Results: A total of 182 participants from OSU (n=52) and JHU (n=130) were eligible for analysis. Mean age was 43 (±15) years and 69% were female. The majority self-identified as Black (51%), followed by White (46%), and Asian (3%). MACE occurred in 49% (n=90) over a median follow up of 10.03 years since registry enrollment. Sixty-two percent had hypertension and 27% had diabetes. The median ADI of the overall cohort was 47.5. Between sites, there were no significant differences in age (40 vs. 45 years), sex (71% vs 68% female), rate of MACE (40% vs 53%), hypertension (63% vs 62%), or diabetes (27% vs 28%) at OSU and JHU respectively. Race was significantly different with OSU being predominantly White (67% White, 31% Black, 2% Asian) and JHU being predominantly Black (38% White, 58% Black, 4% Asian, p=0.001). Median (IQR) ADI was also significantly greater at OSU (70, 58-81) vs JHU (32, 22-60, p <0.001) indicating higher level of deprivation. Given parameters of ADI calculation, rurality likely plays a large role in access to services calculations. ADI and race appear correlated, with median ADI significantly differing by group (White 52.2 vs Black 47.5 vs Asian 22.3; p=0.038).

ADI was significantly associated with MACE when adjusting for age with an OR of 1.01 (1.001, 1.02) indicating a 1% increase in risk of MACE for every unit increase in ADI score. Stratified analyses revealed that this is driven largely by the significant association of ADI with MACE in the JHU cohort [OR 1.02 (1.001-1.03)] and not in the OSU cohort [1.02 (0.99-1.06]. Due to the demographic heterogeneity between cohorts, multivariable logistic regression was conducted separately by site. At JHU (n=130) non-Black race (OR 0.34, p=0.012), age (OR 1.03, p=0.023), hypertension (OR 2.44, p=0.036), and diabetes (OR 4.43, p=0.004) were significantly associated with MACE when adjusting for each other and ADI. At OSU (n=52) neither non-Black race, age, hypertension, diabetes, nor ADI were significantly associated with MACE, but this is likely affected by the smaller cohort size.

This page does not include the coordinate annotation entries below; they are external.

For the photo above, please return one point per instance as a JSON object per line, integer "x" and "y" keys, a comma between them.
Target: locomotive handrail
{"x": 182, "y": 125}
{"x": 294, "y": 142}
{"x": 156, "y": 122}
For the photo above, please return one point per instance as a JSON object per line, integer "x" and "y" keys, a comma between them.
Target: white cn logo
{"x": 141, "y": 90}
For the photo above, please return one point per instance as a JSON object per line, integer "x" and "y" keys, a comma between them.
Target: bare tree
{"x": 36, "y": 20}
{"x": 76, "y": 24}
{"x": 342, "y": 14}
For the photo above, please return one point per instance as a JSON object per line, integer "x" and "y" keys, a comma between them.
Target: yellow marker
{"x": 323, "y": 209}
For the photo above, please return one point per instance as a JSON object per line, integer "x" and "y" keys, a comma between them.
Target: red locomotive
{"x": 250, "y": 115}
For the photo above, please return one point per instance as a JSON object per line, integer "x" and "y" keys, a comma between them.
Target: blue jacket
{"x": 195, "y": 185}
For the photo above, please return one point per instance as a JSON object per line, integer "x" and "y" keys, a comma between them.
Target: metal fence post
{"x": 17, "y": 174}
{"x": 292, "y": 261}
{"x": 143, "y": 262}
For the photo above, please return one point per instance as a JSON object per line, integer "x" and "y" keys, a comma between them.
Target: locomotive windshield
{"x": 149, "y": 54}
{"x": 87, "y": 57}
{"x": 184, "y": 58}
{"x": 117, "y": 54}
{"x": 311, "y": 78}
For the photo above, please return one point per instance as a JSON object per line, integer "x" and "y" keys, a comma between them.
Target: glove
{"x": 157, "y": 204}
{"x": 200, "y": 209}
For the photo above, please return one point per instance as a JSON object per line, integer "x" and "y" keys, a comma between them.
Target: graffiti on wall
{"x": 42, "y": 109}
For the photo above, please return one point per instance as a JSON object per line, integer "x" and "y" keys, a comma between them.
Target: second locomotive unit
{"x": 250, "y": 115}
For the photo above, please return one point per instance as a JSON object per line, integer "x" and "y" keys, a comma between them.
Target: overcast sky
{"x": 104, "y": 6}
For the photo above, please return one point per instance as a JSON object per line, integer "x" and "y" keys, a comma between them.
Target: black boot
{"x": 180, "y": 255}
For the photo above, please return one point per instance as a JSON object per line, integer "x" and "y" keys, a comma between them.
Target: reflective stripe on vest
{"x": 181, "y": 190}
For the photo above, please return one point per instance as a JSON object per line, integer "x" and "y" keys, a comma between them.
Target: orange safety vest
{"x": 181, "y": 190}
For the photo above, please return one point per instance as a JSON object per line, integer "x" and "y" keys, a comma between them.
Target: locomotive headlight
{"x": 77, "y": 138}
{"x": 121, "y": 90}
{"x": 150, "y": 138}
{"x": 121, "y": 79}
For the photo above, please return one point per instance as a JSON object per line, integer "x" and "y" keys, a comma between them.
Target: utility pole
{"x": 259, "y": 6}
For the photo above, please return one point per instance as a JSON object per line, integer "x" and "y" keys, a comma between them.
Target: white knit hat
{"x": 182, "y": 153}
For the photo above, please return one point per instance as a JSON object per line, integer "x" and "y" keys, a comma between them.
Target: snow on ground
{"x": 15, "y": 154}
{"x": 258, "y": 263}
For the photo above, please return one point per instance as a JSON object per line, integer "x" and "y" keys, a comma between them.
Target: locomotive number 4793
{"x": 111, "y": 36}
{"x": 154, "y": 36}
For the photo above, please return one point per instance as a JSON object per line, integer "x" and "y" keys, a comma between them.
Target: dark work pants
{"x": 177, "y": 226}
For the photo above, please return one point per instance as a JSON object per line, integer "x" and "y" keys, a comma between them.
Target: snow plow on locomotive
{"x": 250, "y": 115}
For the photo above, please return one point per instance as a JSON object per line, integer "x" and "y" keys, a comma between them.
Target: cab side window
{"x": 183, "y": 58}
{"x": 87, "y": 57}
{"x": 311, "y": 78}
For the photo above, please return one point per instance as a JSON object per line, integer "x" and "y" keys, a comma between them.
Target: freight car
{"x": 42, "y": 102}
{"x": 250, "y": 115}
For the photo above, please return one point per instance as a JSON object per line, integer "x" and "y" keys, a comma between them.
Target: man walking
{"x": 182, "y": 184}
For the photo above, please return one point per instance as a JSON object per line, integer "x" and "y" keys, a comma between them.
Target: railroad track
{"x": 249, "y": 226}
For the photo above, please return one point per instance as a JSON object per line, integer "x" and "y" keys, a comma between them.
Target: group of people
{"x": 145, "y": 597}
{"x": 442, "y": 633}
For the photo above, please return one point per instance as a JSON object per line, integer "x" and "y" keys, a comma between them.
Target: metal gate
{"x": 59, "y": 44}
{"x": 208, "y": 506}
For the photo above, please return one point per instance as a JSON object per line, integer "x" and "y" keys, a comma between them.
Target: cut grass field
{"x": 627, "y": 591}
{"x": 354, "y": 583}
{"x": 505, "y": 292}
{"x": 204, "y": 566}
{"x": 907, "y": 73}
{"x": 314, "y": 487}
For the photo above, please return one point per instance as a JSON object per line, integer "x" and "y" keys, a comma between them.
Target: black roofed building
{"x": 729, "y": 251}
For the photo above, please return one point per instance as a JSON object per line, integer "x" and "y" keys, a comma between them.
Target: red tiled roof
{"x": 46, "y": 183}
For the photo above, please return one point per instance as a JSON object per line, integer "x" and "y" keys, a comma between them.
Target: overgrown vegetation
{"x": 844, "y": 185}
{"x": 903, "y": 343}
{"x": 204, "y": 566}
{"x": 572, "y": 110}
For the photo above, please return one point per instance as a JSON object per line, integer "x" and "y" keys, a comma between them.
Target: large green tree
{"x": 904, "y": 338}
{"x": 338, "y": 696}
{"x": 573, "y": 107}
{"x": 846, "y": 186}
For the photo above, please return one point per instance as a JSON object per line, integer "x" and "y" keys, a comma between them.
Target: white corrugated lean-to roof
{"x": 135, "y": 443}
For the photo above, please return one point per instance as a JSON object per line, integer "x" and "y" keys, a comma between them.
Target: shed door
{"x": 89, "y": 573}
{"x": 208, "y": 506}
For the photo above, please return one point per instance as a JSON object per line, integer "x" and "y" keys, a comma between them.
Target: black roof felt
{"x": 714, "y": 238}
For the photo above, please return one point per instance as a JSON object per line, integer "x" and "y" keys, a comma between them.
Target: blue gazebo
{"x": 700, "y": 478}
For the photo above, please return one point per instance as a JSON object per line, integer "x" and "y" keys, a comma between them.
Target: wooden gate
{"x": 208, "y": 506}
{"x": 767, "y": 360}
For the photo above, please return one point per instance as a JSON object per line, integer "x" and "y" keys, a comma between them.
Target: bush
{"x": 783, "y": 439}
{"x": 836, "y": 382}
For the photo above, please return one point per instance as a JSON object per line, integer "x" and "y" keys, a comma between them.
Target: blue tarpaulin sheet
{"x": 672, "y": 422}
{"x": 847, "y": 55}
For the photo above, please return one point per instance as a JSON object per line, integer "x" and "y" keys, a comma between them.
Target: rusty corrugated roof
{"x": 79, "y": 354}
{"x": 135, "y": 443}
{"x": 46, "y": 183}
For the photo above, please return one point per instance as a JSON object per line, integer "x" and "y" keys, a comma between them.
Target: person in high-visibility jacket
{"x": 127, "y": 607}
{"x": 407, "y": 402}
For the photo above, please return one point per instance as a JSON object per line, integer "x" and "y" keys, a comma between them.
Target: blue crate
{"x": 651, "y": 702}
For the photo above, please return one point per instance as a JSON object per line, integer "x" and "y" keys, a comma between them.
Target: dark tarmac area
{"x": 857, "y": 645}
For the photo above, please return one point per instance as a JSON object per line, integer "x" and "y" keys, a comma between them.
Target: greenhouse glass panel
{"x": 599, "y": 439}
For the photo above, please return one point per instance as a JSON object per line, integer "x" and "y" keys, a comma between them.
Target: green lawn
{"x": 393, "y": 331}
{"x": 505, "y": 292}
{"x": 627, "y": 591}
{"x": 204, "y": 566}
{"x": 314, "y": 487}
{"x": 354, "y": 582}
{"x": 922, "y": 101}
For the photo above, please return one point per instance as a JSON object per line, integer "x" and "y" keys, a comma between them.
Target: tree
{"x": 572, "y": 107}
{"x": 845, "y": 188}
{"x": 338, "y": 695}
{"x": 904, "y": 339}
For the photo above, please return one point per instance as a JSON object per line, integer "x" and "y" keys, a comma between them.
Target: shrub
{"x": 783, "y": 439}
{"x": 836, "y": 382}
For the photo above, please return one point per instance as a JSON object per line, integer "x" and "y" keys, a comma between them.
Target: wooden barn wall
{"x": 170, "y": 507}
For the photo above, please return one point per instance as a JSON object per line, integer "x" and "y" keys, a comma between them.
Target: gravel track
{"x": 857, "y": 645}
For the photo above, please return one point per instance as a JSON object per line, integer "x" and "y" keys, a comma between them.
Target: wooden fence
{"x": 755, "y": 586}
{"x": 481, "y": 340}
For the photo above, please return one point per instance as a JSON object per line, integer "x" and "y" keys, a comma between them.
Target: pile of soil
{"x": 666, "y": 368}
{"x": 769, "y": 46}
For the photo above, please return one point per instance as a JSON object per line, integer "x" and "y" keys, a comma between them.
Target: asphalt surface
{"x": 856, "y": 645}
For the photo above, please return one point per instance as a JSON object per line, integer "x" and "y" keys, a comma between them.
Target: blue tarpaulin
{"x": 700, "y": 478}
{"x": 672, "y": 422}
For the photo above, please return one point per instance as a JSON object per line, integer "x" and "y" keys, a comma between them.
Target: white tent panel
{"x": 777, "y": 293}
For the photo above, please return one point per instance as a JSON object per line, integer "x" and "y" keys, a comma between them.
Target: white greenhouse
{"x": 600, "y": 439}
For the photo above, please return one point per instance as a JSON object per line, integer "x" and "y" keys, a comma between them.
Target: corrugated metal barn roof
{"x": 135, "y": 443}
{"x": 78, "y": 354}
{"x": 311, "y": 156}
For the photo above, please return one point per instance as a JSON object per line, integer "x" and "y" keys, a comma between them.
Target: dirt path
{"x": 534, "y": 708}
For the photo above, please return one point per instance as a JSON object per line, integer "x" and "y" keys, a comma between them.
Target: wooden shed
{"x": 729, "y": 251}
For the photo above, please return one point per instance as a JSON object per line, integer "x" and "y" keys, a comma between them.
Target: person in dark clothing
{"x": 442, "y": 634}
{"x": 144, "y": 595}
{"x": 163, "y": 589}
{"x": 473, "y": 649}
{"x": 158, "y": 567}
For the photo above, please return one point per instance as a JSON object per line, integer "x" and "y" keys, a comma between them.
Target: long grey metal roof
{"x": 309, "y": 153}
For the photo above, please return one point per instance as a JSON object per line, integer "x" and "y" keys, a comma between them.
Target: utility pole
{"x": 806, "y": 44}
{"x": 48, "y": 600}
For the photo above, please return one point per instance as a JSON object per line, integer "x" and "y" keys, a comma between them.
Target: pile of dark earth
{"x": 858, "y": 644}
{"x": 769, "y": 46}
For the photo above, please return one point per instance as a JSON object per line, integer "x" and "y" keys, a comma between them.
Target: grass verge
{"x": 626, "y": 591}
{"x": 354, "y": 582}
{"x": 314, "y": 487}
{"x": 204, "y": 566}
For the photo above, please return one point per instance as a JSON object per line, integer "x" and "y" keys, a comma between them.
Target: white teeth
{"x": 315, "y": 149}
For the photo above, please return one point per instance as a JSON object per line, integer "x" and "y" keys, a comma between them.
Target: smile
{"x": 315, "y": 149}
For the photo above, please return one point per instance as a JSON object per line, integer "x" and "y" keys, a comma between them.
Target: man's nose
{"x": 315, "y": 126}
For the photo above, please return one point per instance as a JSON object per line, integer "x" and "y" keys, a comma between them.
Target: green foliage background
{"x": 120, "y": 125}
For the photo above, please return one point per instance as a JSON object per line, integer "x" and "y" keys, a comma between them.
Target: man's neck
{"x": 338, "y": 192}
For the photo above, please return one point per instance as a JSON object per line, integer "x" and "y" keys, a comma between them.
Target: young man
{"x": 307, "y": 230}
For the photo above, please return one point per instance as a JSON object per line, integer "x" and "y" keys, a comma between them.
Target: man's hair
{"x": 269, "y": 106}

Conclusions: ADI is significantly associated with MACE, with the odds of MACE increasing by 1% for every unit increase in ADI. Our results suggest that socioeconomic disadvantage may impact cardiovascular outcomes in TTP survivors. These results further affirm that race is a social construct and likely a surrogate representation of environmental stressors, like those measured by ADI. Mechanisms have not been evaluated but may include the effects of social determinants on traditional cardiovascular risk factors and the inflammatory effects of allostatic load.

Disclosures: Sukumar: Sanofi: Honoraria. Cataland: Alexion: Research Funding; argenx: Consultancy; Novartis: Consultancy; Takeda: Consultancy, Research Funding; Sanofi: Consultancy, Research Funding; Genentech: Research Funding. Chaturvedi: Alexion, AstraZeneca Rare Disease: Consultancy, Membership on an entity's Board of Directors or advisory committees; Takeda: Consultancy, Membership on an entity's Board of Directors or advisory committees; SOBI: Consultancy, Membership on an entity's Board of Directors or advisory committees; Sanofi: Consultancy, Membership on an entity's Board of Directors or advisory committees.